Budget 2020: Budget 2020-2021: Measures to boost supply chain finance for MSMEs is well-intended

Budget 2020: Budget 2020-2021: Measures to boost supply chain finance for MSMEs is well-intended

By Arun Singh

In India, over 81 million economic entities, excluding those involved in crop production, public administration and defense, are estimated to be operational. But majority of them are survivalist entities: they do not employ any permanent labour and operate out of non-permanent structures.

Excluding such entities, there are over 27 million entities. We call them “commercially visible” entities as they employ at least one labor and operate out of a permanent structure. Of these commercially visible entities, over 99% are Micro, Small and Medium Enterprises (MSMEs) which contribute 35% to GDP and employ 25% of non-farm workforce. Large entities, which constitute around 1% all entities in the country, also contribute around 30% to GDP. This shows that the contribution of MSMEs to overall growth is low.

To realize their potential, MSMEs should be provided with an enabling eco-system to accelerate their growth. We have been engaged with MSMEs over the years, and our studies repeatedly indicate that MSMEs need three crucial growth enablers. Access to finance has emerged as the single largest enabler for growth followed by the cluster development and access to markets.

The core challenges that MSMEs requiring external finance face include high collateral requirements, high interest rates and complex application procedures. On the other hand, banks and other formal lending institutions operate within an ecosystem of credit guarantee, adherence to the various guidelines, regulatory compliance, monitoring end use of funds, financial information dissemination and reporting financial data and frauds. Various studies reveal that the banking sector faces several limitations in sanctioning loans to the MSMEs. Very often, banks have raised concerns over compliance towards documentation, regulatory adherence and financial discipline followed by MSMEs.

It is in this context, the proposals made in the Union Budget 2020-2021 to amend ‘Factor Regulation Act, 2011’ to extend invoice financing to MSMEs via NBFCs and recommendations for app-based invoice financing loan products assume significant importance.

These initiatives are well-intended and will boost ‘Supply Chain Finance’ penetration in India which stands at significantly less than 1% of GDP compared to around 12% of GDP in countries that are similar in size to our economy. Supply chain finance circumvents the problems faced in traditional lending by leveraging on the credit history of large firms.

Hence, even MSMEs which have thin credit history files can now have access to funds at competitive rates. Proposal to introduce a scheme to provide subordinate debt, which will be considered as quasi-equity, for entrepreneurs of MSMEs is also expected to fill up the white space in MSME lending.

The proposal to launch ‘Niryat Rin Vikas Yojana (NIRVIK)’ scheme to provide higher export credit disbursement, enhanced insurance cover and reduced premium for small exporters aims at activating an important lever of the MSME growth wheel i.e. participation in Global Value Chains (GVCs). Participation in GVCs offers MSMEs considerable opportunities for growth by knowledge spillovers and by enabling them to specialise in specific processes.

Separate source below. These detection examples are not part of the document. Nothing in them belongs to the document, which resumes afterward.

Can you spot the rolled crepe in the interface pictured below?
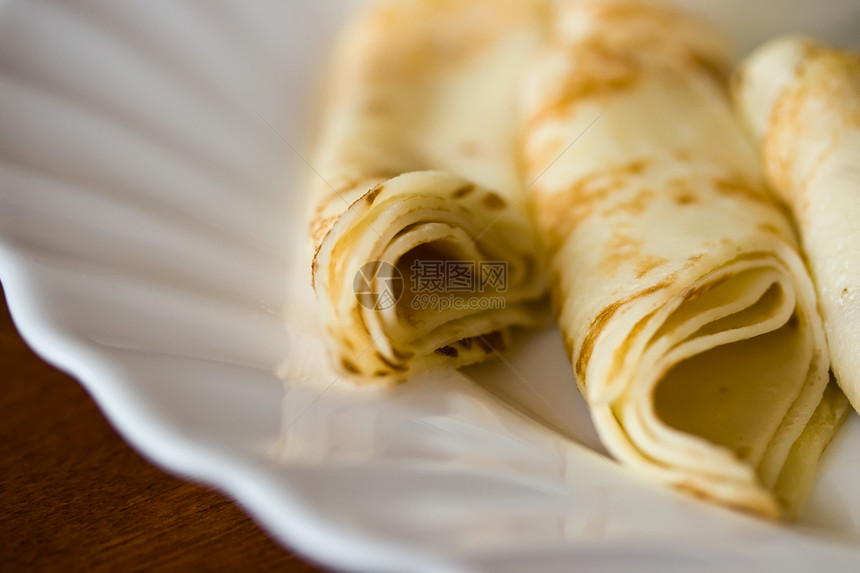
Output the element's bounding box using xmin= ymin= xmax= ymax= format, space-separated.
xmin=734 ymin=37 xmax=860 ymax=411
xmin=311 ymin=0 xmax=546 ymax=383
xmin=523 ymin=1 xmax=846 ymax=517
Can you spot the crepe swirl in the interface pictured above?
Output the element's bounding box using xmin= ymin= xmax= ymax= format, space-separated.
xmin=734 ymin=37 xmax=860 ymax=411
xmin=523 ymin=2 xmax=846 ymax=517
xmin=311 ymin=0 xmax=546 ymax=383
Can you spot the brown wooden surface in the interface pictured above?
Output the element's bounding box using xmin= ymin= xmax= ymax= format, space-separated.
xmin=0 ymin=286 xmax=330 ymax=573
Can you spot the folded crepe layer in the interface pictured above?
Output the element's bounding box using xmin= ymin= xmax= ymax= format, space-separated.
xmin=523 ymin=1 xmax=846 ymax=517
xmin=311 ymin=0 xmax=545 ymax=383
xmin=733 ymin=37 xmax=860 ymax=411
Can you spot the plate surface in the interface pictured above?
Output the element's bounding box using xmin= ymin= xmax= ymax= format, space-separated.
xmin=0 ymin=0 xmax=860 ymax=571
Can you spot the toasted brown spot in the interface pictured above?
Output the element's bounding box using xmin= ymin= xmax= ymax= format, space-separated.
xmin=364 ymin=183 xmax=385 ymax=205
xmin=436 ymin=346 xmax=460 ymax=358
xmin=608 ymin=309 xmax=659 ymax=379
xmin=534 ymin=160 xmax=648 ymax=253
xmin=475 ymin=330 xmax=506 ymax=354
xmin=451 ymin=183 xmax=475 ymax=199
xmin=457 ymin=338 xmax=474 ymax=350
xmin=391 ymin=348 xmax=415 ymax=360
xmin=340 ymin=358 xmax=361 ymax=374
xmin=682 ymin=253 xmax=708 ymax=271
xmin=758 ymin=223 xmax=783 ymax=237
xmin=574 ymin=275 xmax=675 ymax=383
xmin=483 ymin=193 xmax=508 ymax=209
xmin=564 ymin=334 xmax=574 ymax=362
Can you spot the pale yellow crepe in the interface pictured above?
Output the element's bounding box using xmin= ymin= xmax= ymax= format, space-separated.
xmin=734 ymin=37 xmax=860 ymax=411
xmin=311 ymin=0 xmax=546 ymax=382
xmin=523 ymin=1 xmax=846 ymax=517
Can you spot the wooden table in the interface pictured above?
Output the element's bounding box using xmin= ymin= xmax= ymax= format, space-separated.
xmin=0 ymin=286 xmax=330 ymax=573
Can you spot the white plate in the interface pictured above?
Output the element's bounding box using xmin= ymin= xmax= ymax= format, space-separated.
xmin=0 ymin=0 xmax=860 ymax=571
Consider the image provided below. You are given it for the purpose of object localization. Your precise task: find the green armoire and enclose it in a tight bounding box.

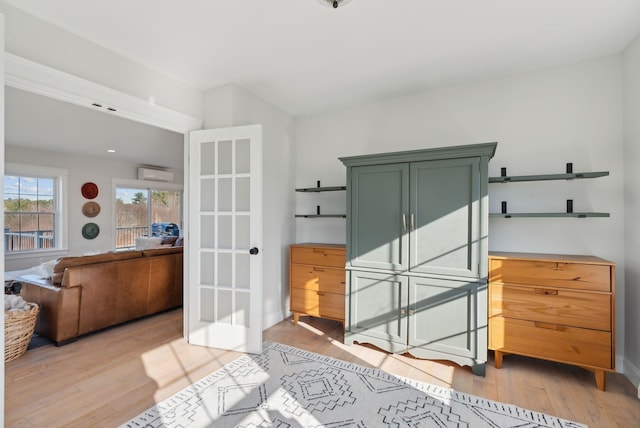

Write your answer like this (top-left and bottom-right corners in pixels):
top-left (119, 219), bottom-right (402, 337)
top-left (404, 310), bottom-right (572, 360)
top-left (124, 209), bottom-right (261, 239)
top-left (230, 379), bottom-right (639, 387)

top-left (340, 143), bottom-right (497, 375)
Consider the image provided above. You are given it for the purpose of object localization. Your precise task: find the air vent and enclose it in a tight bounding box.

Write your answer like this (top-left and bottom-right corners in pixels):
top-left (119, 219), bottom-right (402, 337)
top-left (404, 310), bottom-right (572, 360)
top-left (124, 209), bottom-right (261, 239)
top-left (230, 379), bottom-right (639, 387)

top-left (138, 168), bottom-right (173, 182)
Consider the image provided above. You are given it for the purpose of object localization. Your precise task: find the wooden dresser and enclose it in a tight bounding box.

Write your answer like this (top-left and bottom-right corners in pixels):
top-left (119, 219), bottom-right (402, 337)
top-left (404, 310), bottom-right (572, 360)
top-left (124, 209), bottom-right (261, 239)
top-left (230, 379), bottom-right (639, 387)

top-left (489, 252), bottom-right (615, 391)
top-left (289, 243), bottom-right (346, 324)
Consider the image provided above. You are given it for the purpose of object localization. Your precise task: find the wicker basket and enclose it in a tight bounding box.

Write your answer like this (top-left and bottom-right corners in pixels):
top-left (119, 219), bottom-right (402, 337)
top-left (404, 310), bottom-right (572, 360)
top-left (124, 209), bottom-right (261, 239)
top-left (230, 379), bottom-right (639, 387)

top-left (4, 303), bottom-right (40, 363)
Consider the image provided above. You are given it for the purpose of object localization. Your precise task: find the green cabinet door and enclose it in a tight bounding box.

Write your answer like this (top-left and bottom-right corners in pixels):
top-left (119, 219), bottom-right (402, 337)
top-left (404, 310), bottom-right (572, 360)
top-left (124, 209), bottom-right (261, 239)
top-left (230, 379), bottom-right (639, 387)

top-left (345, 271), bottom-right (409, 353)
top-left (408, 277), bottom-right (487, 375)
top-left (409, 157), bottom-right (481, 278)
top-left (348, 163), bottom-right (409, 272)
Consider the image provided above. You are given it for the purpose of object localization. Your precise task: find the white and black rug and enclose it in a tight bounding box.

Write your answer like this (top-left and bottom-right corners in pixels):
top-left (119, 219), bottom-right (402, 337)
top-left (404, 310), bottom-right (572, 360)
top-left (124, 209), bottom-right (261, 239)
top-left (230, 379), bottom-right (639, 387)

top-left (121, 342), bottom-right (586, 428)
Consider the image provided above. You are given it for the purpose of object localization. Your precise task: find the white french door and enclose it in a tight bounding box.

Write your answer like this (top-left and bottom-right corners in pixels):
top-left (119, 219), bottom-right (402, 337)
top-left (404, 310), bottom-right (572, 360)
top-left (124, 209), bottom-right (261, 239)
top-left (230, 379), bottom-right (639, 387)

top-left (185, 125), bottom-right (262, 353)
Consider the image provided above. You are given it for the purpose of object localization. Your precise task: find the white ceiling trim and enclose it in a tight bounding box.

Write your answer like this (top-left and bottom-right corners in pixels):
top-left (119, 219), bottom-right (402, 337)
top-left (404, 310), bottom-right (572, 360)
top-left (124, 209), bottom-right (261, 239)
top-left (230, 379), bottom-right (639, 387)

top-left (5, 53), bottom-right (203, 134)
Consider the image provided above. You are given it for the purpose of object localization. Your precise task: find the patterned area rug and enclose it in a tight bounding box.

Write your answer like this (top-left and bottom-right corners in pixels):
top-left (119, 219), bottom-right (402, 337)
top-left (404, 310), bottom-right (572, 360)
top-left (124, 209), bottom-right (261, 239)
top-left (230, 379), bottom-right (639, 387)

top-left (121, 342), bottom-right (586, 428)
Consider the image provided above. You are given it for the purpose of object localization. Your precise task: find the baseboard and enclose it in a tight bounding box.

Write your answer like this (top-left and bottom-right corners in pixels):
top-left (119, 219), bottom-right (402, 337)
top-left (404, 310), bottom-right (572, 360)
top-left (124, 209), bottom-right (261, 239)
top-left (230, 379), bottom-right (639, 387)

top-left (622, 358), bottom-right (640, 398)
top-left (262, 311), bottom-right (291, 330)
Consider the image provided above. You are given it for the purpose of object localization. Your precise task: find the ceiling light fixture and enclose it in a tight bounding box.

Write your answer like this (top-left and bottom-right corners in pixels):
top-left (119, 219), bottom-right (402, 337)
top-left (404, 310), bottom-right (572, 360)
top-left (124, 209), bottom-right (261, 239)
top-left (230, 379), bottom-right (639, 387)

top-left (318, 0), bottom-right (351, 9)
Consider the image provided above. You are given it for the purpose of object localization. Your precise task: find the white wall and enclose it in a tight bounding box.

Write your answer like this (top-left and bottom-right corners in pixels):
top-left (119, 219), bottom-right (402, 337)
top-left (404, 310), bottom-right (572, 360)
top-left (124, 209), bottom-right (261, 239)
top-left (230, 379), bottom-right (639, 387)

top-left (205, 85), bottom-right (295, 328)
top-left (5, 142), bottom-right (184, 270)
top-left (296, 56), bottom-right (625, 368)
top-left (624, 32), bottom-right (640, 385)
top-left (0, 2), bottom-right (203, 118)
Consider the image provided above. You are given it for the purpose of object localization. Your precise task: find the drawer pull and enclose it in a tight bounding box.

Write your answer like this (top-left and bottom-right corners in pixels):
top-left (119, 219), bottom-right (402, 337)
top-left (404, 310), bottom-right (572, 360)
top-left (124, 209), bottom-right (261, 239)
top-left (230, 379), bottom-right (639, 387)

top-left (535, 288), bottom-right (558, 296)
top-left (534, 322), bottom-right (567, 331)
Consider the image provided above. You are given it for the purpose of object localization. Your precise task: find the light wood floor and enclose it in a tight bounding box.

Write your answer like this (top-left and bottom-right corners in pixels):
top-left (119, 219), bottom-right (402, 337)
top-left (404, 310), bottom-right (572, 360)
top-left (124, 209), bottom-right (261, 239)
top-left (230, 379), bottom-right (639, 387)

top-left (5, 310), bottom-right (640, 428)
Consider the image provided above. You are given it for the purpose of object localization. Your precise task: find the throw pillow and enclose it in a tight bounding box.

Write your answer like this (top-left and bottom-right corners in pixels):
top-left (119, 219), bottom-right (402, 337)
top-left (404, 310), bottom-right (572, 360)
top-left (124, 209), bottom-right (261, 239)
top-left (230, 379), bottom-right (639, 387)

top-left (162, 236), bottom-right (178, 245)
top-left (38, 260), bottom-right (56, 279)
top-left (136, 237), bottom-right (162, 250)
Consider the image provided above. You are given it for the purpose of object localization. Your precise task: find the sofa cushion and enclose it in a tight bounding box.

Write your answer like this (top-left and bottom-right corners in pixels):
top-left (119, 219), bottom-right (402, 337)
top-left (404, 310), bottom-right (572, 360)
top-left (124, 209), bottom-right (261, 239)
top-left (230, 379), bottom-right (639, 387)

top-left (53, 250), bottom-right (142, 284)
top-left (136, 236), bottom-right (162, 250)
top-left (142, 247), bottom-right (183, 257)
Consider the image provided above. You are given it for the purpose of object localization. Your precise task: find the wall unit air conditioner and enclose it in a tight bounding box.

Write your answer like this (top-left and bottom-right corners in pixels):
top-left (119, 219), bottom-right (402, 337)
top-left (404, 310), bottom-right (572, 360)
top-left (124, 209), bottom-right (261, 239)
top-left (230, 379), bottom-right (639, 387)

top-left (138, 168), bottom-right (173, 182)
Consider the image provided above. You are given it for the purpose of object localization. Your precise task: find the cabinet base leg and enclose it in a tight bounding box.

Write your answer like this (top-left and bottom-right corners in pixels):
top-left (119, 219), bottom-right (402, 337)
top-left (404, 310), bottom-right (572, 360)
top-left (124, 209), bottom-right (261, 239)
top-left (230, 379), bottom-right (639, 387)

top-left (471, 363), bottom-right (486, 377)
top-left (595, 370), bottom-right (607, 391)
top-left (493, 351), bottom-right (504, 369)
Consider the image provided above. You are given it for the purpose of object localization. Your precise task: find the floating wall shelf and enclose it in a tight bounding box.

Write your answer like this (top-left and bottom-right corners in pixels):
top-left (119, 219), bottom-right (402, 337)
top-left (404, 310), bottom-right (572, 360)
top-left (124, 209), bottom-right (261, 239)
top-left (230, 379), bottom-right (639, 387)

top-left (489, 212), bottom-right (609, 218)
top-left (296, 186), bottom-right (347, 192)
top-left (489, 163), bottom-right (609, 218)
top-left (296, 214), bottom-right (347, 218)
top-left (489, 171), bottom-right (609, 183)
top-left (295, 181), bottom-right (347, 218)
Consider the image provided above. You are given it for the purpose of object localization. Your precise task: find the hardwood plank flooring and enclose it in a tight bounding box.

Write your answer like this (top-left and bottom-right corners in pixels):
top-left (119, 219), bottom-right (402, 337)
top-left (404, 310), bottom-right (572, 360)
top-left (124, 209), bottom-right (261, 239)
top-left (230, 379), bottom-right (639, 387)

top-left (5, 309), bottom-right (640, 428)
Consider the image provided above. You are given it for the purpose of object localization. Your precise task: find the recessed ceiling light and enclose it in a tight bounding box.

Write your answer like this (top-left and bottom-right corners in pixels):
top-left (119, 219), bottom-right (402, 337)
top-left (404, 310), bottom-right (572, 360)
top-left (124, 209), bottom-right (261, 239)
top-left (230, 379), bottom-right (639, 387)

top-left (318, 0), bottom-right (351, 9)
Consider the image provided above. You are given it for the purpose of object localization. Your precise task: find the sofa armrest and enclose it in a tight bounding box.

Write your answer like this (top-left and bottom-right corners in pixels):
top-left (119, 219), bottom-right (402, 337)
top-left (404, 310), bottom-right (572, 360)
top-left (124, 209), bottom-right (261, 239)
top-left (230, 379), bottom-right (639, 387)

top-left (18, 275), bottom-right (82, 344)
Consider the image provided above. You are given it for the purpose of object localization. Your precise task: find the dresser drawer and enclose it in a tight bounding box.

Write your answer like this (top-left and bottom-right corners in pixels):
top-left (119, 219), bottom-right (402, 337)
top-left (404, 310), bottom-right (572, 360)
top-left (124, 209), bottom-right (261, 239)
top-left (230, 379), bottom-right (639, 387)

top-left (291, 265), bottom-right (345, 295)
top-left (489, 259), bottom-right (611, 292)
top-left (489, 316), bottom-right (614, 369)
top-left (291, 288), bottom-right (345, 321)
top-left (291, 245), bottom-right (347, 269)
top-left (489, 284), bottom-right (611, 331)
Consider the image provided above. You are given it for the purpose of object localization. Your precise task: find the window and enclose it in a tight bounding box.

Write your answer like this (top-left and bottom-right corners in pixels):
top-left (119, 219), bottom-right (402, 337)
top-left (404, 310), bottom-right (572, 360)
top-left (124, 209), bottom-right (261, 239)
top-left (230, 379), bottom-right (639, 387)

top-left (115, 179), bottom-right (182, 249)
top-left (4, 164), bottom-right (67, 254)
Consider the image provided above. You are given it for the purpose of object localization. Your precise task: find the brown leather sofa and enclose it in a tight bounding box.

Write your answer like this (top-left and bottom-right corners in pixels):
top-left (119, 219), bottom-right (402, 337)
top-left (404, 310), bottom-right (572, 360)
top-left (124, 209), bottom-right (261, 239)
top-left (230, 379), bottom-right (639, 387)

top-left (18, 247), bottom-right (183, 346)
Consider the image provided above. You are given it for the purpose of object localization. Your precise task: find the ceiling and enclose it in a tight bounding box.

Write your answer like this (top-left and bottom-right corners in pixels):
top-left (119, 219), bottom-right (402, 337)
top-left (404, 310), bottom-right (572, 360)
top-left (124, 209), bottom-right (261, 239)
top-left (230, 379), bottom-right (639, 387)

top-left (5, 87), bottom-right (184, 170)
top-left (3, 0), bottom-right (640, 116)
top-left (2, 0), bottom-right (640, 167)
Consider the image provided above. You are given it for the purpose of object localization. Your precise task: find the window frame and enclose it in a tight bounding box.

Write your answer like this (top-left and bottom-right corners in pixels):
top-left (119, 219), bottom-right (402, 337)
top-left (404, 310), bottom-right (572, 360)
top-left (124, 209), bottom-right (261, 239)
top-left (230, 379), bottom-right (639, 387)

top-left (3, 162), bottom-right (69, 262)
top-left (111, 178), bottom-right (185, 251)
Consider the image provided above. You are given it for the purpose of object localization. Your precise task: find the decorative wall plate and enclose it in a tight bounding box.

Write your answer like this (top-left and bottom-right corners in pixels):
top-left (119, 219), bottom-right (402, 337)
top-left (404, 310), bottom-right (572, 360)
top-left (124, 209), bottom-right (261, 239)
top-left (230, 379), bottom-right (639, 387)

top-left (82, 182), bottom-right (98, 199)
top-left (82, 201), bottom-right (100, 217)
top-left (82, 223), bottom-right (100, 239)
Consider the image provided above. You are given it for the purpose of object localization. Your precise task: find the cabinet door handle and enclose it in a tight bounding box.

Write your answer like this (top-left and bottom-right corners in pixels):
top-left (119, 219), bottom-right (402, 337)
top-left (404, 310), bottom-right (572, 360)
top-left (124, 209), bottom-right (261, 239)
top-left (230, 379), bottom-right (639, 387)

top-left (535, 288), bottom-right (558, 296)
top-left (534, 322), bottom-right (567, 331)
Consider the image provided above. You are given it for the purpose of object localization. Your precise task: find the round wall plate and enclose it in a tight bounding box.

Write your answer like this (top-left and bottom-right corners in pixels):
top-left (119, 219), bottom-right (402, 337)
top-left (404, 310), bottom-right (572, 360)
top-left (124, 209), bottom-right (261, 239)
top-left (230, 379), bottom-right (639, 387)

top-left (82, 201), bottom-right (100, 217)
top-left (82, 223), bottom-right (100, 239)
top-left (82, 182), bottom-right (98, 199)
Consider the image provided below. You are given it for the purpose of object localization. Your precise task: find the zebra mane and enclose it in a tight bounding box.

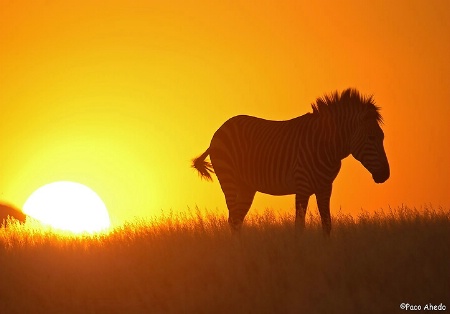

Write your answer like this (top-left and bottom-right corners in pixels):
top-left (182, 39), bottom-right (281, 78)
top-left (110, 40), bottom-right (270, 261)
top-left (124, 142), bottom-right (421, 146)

top-left (311, 88), bottom-right (383, 124)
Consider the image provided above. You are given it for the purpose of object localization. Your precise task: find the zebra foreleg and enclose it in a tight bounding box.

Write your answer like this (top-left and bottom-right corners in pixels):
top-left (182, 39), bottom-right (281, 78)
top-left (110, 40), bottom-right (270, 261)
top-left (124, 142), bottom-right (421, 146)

top-left (316, 184), bottom-right (331, 236)
top-left (228, 191), bottom-right (256, 231)
top-left (295, 194), bottom-right (309, 232)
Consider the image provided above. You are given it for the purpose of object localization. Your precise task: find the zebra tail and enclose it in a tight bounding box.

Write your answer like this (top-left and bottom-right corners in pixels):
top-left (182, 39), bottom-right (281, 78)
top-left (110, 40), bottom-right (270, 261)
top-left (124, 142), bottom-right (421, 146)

top-left (192, 148), bottom-right (214, 182)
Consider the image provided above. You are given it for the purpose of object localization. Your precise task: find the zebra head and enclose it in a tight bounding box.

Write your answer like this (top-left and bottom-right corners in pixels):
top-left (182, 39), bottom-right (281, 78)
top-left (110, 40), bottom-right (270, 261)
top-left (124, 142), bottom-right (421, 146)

top-left (351, 110), bottom-right (390, 183)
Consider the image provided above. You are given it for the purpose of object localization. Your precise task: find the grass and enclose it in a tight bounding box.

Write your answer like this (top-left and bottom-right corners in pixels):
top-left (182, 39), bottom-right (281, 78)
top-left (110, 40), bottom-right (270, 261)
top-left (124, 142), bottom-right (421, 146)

top-left (0, 207), bottom-right (450, 313)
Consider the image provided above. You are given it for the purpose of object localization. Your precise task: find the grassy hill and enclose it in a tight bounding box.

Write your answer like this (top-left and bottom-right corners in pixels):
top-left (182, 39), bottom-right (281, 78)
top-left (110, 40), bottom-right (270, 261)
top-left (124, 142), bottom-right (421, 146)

top-left (0, 207), bottom-right (450, 313)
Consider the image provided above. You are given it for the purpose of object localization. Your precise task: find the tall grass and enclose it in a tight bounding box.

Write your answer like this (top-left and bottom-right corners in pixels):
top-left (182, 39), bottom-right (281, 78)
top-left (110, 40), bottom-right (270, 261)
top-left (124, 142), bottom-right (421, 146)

top-left (0, 207), bottom-right (450, 313)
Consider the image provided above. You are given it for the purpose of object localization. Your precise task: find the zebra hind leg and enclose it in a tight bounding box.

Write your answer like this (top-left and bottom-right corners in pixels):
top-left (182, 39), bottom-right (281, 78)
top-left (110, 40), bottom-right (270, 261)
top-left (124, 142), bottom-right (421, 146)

top-left (227, 190), bottom-right (256, 231)
top-left (295, 194), bottom-right (309, 233)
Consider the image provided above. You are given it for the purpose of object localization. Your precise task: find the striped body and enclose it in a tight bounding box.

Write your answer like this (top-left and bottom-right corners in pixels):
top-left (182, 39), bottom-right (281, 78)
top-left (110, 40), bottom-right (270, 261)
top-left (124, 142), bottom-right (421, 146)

top-left (193, 89), bottom-right (389, 234)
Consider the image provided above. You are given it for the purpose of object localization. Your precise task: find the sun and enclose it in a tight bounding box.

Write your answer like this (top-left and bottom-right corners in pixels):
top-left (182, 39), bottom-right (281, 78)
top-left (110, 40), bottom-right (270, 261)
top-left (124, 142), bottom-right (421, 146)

top-left (23, 181), bottom-right (110, 233)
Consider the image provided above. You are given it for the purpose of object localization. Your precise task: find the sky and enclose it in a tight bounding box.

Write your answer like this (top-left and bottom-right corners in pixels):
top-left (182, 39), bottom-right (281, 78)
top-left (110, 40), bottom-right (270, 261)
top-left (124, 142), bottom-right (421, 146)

top-left (0, 0), bottom-right (450, 224)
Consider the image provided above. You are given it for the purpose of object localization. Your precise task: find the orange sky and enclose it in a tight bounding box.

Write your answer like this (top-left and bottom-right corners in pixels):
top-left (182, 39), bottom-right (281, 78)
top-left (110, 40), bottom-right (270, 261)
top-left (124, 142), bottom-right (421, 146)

top-left (0, 0), bottom-right (450, 223)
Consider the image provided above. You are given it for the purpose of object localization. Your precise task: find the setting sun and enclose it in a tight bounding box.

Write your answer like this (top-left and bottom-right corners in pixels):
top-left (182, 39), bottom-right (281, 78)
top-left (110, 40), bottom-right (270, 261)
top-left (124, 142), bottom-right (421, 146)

top-left (23, 181), bottom-right (110, 233)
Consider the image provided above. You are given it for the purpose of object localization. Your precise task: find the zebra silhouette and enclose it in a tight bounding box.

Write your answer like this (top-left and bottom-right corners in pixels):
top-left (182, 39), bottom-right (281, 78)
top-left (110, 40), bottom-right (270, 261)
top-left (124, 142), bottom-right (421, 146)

top-left (192, 89), bottom-right (390, 235)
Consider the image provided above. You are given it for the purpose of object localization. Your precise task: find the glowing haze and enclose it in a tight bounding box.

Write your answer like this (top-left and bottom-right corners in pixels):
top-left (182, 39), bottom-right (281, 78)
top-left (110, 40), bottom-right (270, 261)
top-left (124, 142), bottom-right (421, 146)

top-left (0, 0), bottom-right (450, 224)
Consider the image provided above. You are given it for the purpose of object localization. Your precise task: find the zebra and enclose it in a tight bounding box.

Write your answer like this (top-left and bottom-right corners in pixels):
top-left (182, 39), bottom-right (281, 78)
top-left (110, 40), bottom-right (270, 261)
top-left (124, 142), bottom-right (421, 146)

top-left (192, 88), bottom-right (390, 235)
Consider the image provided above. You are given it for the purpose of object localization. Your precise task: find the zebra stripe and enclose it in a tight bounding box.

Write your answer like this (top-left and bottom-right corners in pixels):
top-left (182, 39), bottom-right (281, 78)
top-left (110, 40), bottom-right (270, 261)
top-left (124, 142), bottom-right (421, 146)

top-left (192, 89), bottom-right (390, 235)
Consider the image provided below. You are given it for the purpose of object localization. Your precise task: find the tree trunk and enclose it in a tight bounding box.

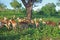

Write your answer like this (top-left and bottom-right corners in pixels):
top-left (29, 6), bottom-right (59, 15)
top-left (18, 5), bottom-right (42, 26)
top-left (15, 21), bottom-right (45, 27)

top-left (26, 6), bottom-right (32, 20)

Along with the NIRVIK scheme, the proposed extension of handholding support to MSMEs for technology upgradation, R&D, business strategy, etc. will increase the likelihood of MSMEs exporting more, increase their competitiveness and improve their long-term financial prospects. Proposed measures such as setting up of an Investment Clearance Cell, Knowledge Translation Clusters, revising the turnover limit of startups for availing tax deduction, etc. is expected to fuel the dynamism in the sector by encouraging more entry of firms.

Apart from these benefits, the sector would further gain from the other measures which are targeted at improving the overall business environment and through increased allocation towards farm, infrastructure and social sector. While all these measures offer promising outlook for the sector, what needs to be ensured is that these schemes are followed through till successful execution and deliver the intended benefits.